Peanut Clusters
Sharon Raasch, Imperial, Neb.
1 lb. Peanuts, Red Skin
1 pkg. Chocolate Chips
1 pkg. Butterscotch Chips
Melt chips in a double boiler or microwave until melted. Then add peanuts and stir until all coated. Make balls and put on a non-stick paper to cool in refrigerator. *Can substitute any kinds of chips. Can also use toffee bits instead of peanuts or marshmallows and toffee bits in combination with the chips.
Christmas Popcorn
Marie Bortner, Hershey, Neb.
1-1/2 to 2 qts. Popcorn
1 c. Butter
1-1/3 c. Sugar
1/2 c. White Syrup
1 t. Vanilla
1 t. Salt
1/2 t. Soda
Cook mixture until it turns a caramel color, about 15 minutes. Pour over popcorn. Mix and cool.

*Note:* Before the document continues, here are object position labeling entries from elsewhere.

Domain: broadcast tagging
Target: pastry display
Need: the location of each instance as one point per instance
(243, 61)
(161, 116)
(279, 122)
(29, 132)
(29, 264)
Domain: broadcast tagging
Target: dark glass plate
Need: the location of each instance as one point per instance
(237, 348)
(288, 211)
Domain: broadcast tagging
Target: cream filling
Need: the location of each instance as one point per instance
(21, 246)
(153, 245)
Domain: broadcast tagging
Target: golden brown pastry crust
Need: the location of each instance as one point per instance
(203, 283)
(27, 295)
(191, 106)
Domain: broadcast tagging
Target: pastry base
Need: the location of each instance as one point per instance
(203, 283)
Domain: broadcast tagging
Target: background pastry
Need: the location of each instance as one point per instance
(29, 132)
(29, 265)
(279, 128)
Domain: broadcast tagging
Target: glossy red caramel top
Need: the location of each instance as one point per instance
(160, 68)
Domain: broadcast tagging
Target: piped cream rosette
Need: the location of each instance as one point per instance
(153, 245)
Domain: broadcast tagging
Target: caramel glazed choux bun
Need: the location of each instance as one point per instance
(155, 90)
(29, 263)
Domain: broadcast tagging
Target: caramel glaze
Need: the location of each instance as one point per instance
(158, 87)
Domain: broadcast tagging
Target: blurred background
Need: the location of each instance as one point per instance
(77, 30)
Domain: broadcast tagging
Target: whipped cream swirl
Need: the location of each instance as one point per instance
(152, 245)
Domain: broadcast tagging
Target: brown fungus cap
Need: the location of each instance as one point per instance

*Can color syrup if desired.
Almond Toffee
Sheri Ann Holthus, McPherson, Kan.
1 lb. Brown Sugar
1 lb. Butter
1 lb. Almonds, finely chopped
2 Milk Chocolate Bars, broken
In a heavy skillet, melt butter. Add sugar. Bring to a boil, stirring constantly. Reduce heat and cook until mixture forms brittle ball when tests in cold water, about 12 minutes. Pour in buttered 12-inch round dish. After 1 minute, add chocolate and after another minute, spread to cover toffee. Immediately pour nuts over top and push into chocolate. Let harden.